There is growing concern about the alarming amount of alcohol consumed by students in the Eastern Cape. The use of it at Institutions of Higher Learning has seen at least two murders in separate incidents at the Walter Sisulu University in Mthatha.
Now, the Eastern Cape Liquor Board is working with these universities. It has launched an educational campaign on responsible drinking and the dangers of alcohol abuse.

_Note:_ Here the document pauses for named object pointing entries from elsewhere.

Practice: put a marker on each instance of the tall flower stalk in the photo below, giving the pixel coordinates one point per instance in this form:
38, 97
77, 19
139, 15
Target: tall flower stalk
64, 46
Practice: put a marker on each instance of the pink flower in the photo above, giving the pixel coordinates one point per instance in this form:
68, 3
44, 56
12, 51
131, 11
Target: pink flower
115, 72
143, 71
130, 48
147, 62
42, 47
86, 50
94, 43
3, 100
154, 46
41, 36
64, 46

Qonda Ndlebe (28), from Mthatha, dreamt about becoming an electrical engineer. When he passed matric in 2007 and was admitted to the Walter Sisulu University, he knew his dreams were closer to being realized. But that’s when his problems started. He got caught up in city life and ended up drinking heavily in his first year. He started bunking classes and failed his subjects and then dropped out of university. He is now a recovering alcoholic.

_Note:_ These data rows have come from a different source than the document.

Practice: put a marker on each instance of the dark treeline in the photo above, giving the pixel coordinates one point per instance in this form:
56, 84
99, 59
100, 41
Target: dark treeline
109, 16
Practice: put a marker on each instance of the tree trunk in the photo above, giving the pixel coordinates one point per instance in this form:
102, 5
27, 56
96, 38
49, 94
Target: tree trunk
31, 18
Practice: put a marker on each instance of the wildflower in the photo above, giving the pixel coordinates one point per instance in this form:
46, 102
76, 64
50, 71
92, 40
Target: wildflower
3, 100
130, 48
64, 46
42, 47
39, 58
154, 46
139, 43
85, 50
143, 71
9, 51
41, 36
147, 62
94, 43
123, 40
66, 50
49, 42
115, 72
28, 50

He says he changed schools, friends and jobs because of alcohol abuse, but sat down with his mother and found that the problem is him and the alcohol he consumes. They then decided he joins a rehabilitation centre to deal with his problems.
There are fears that NSFAS depositing cash for meal allowances into student’s bank accounts is exacerbating the problem. They previously received meal vouchers.

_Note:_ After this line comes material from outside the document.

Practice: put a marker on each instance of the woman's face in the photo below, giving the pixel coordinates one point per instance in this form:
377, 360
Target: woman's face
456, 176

Economic Development MEC Oscar Mabuyane says they received information that students got their monies on a Friday and already by Sunday a liquor outlet in East London made over a million rand.
“This level of indulging liquor is a problematic one so we are really trying to intervene and call on communities because this is a societal problem.”
Eastern Cape Liquor Board Chairperson, Professor Lindelwa Majova-Songca says they have been teaching traders about responsible drinking but have come to realise that university students are the ones they should introduce these programmes to, as they are concerned about the rate in which they drink alcohol.
Now, a call for SRC’s to rethink the amount of money they use for social programmes on university campuses.
WSU Vice Chancellor, Prof Rob Midgley says there is nothing wrong with throwing bashes but the amount of money that goes into them is too much, especially when there are students in need of funding to study.
Students want more initiatives like these to help curb campus rape, assault and the number of drop outs as a result of alcohol abuse.